* Dan Moschuk <dan@freebsd.org> [001012 09:47] wrote:
>
> Sparc solaris 2.7 with postgres 7.0.2
>
> It seems to be reproducable, the server crashes on us at a rate of about
> every few hours.
>
> Any ideas?
>
> GNU gdb 4.17
> Copyright 1998 Free Software Foundation, Inc.
[snip]
> #78 0x1dd210 in elog (lev=0,
> fmt=0x21a9b0 "Message from PostgreSQL backend:\n\tThe Postmaster has informed me that some other backend died
abnormallyand possibly corrupted shared memory.\n\tI have rolled back the current transaction and am going "...)
> at elog.c:312
> #79 0x1636f8 in quickdie (postgres_signal_arg=16) at postgres.c:713
> #80 <signal handler called>
> #81 0xff195dd4 in _poll ()
> #82 0xff14e79c in select ()
> #83 0x14df58 in s_lock_sleep (spin=18) at s_lock.c:62
> #84 0x14dfa0 in s_lock (lock=0xff270011 "ÿ", file=0x2197c8 "spin.c", line=127)
> at s_lock.c:76
> #85 0x154620 in SpinAcquire (lockid=0) at spin.c:127
> #86 0x149100 in ReadBufferWithBufferLock (reln=0x2ce4e8, blockNum=4323,
> bufferLockHeld=1 '\001') at bufmgr.c:297
% uname -sr
SunOS 5.7
from sys/signal.h:
#define SIGUSR1 16 /* user defined signal 1 */
Are you sure you don't have any application running amok sending
signals to processes it shouldn't?
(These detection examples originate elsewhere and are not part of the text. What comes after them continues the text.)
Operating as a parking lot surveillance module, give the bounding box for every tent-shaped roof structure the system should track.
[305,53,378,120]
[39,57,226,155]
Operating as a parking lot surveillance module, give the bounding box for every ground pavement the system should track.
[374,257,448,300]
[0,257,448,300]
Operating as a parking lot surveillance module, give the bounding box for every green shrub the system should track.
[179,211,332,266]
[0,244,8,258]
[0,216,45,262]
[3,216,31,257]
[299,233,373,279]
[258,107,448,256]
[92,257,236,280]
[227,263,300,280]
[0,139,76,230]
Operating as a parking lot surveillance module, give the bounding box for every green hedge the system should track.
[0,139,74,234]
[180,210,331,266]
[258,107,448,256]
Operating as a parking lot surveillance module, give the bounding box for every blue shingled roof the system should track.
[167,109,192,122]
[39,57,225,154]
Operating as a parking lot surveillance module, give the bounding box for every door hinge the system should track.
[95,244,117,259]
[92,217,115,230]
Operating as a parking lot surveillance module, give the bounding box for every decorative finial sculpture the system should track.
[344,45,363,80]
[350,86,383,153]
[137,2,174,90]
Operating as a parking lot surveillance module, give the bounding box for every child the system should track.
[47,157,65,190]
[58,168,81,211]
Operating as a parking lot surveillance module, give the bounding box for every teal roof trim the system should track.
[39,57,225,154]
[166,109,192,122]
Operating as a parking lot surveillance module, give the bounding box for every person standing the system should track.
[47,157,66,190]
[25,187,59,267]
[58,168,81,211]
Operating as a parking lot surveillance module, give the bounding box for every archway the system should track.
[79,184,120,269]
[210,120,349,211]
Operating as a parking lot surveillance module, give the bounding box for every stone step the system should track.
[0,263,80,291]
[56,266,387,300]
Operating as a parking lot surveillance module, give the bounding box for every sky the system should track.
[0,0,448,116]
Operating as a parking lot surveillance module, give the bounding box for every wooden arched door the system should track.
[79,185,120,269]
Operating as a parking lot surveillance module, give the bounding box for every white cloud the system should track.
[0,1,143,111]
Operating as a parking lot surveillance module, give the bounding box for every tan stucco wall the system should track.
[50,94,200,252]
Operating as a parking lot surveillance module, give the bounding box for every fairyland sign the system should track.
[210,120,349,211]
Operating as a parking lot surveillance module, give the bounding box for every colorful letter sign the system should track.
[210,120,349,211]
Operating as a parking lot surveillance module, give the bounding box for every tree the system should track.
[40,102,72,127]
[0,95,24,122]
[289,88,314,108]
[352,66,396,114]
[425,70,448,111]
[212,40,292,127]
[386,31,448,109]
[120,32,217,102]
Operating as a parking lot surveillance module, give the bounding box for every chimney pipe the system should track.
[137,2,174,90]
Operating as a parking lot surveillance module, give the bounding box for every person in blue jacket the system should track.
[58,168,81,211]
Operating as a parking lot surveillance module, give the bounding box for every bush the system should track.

Getting a superfolous signal
seems out of place, this doesn't look like a crash or anything
because USR1 isn't delivered by the kernel afaik.
And why are you using solaris? *smack*
Any why isn't postmaster either blocking these signals or shutting
down cleanly on reciept of them?
--
-Alfred Perlstein - [bright@wintelcom.net|alfred@freebsd.org]
"I have the heart of a child; I keep it in a jar on my desk."